I. Dieu soit remercié, car le noble roi est revenu à la santé et à la joie ; aussi je reviens aux chansons gaies et composées sur de beaux sons, que j'avais abandonnées dans ma tristesse ; mais la santé du roi nous a tous relevés et a rajeuni mon coeur et mon amour.
II. Parce que l'arbre est sorti de bonnes racines, le fruit est rare et bon, doux et savoureux. Je reviens amoureux vers les dames ; elles me recherchent tant que je suis la terreur des maris, qui me craignent plus que feu ou lance ; car je choisis où je veux et personne ne peut les (les dames) défendre contre moi.
III. Il est bien juste que je sois hardi, car j'ai pour guide la femme la plus belle qui fût jamais ; avec ses belles manières, ses beaux yeux amoureux ont conquis plus d'un coeur. C'est pourquoi mon esprit est resté avec elle ; et je me sens guéri de toute la tristesse que j'ai eue si longtemps.
IV. La jeunesse est mal traitée et le mérite qui vient de l'honneur est trahi par la faute des barons. Car nous voyons les valets riches et orgueilleux et les courtois bernés. Et les femmes trompeuses qui ont perdu leurs maris règnent honteusement sur leurs amants, en les trompant doublement.
V. Ah ! beau corps gentiment tourné, si plein de bonnes qualités, Dame, je me rends à vous, humble et sans volonté, dompté et plein de désirs, semblable à celui qui est trappe d'amour au coeur, qui me dit de me rendre à vous vaincu ; si vous ne me venez en aide, vous aurez tué en même temps, pour votre honte, la pitié et moi.
VI. Un roi lâche et sans foi détruit un bon royaume, quand il plaint ses dépenses, qu'il regrette les dons des autres et qu'il fuit la compagnie des preux ; et un roi qui vit dans la honte vaut moins qu'un roi enseveli. Mais pour moi les meilleurs me tiennent en estime et la gent courtoise me croit, car je ne mens jamais contre Amour.

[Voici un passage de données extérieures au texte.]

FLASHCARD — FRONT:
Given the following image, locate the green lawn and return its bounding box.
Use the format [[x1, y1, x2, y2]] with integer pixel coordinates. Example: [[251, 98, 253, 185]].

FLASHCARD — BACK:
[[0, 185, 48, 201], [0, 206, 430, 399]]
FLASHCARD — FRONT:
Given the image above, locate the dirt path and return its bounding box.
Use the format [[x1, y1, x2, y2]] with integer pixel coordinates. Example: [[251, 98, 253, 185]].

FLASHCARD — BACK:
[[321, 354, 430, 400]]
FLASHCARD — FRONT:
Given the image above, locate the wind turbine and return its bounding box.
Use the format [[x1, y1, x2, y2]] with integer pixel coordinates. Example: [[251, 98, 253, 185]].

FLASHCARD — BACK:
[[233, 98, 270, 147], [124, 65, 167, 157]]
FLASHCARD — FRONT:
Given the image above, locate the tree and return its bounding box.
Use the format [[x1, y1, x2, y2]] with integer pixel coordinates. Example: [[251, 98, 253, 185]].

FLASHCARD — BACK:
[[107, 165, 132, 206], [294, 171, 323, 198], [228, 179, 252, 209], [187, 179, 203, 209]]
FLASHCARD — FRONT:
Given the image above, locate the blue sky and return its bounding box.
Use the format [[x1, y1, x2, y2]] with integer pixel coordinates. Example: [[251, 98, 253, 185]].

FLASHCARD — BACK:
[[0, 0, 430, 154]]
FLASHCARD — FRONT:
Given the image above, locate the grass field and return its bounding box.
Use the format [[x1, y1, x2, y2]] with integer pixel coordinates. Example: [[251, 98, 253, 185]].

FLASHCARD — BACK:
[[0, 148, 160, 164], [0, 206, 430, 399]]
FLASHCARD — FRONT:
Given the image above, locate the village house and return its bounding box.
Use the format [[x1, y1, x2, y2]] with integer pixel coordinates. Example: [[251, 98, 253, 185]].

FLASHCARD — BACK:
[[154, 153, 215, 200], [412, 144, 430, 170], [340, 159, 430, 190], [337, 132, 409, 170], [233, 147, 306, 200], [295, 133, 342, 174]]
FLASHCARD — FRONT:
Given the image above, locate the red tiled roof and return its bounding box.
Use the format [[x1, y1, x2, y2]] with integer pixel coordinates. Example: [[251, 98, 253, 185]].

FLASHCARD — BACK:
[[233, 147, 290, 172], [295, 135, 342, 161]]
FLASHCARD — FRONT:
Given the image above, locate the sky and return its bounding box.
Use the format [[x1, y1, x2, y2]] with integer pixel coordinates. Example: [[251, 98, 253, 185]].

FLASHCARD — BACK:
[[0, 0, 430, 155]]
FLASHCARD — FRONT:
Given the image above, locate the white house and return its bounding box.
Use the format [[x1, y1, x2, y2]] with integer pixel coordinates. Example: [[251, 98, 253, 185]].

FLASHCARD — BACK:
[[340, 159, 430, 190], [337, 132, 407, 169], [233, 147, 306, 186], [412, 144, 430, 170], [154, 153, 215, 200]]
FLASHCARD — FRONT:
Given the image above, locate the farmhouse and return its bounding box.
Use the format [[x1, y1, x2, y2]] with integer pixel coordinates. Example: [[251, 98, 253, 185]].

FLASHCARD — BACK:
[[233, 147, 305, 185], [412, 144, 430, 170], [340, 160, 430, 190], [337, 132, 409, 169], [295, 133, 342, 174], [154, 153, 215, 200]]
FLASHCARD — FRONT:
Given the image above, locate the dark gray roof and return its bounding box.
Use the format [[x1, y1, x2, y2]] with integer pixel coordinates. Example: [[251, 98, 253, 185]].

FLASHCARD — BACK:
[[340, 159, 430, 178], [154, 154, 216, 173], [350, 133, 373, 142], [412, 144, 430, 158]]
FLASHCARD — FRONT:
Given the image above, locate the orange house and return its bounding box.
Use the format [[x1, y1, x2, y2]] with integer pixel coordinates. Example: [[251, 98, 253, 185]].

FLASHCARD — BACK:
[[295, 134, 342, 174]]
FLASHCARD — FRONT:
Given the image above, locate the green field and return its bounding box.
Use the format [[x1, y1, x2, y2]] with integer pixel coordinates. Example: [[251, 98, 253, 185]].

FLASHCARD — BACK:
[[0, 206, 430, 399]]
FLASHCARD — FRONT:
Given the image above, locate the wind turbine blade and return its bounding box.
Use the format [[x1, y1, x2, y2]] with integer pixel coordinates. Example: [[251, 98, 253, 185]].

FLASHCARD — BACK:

VII. Je suis bien défendu contre les lâches, car j'ai pour moi Aragon, Castille et Léon ; et le vaillant roi Alfonse possède des châteaux où l'honneur est noblement servi, honoré et recherché ; aussi les gens de rien, les lâches avares au coeur de vent ne m'intéressent-ils guère.
VIII. Comme le lion est plus hardi que le chevreau, l'ours plus que le boeuf cornu, et le loup plus que le bouc barbu, j'ai plus de hardiesse que tous les lâches.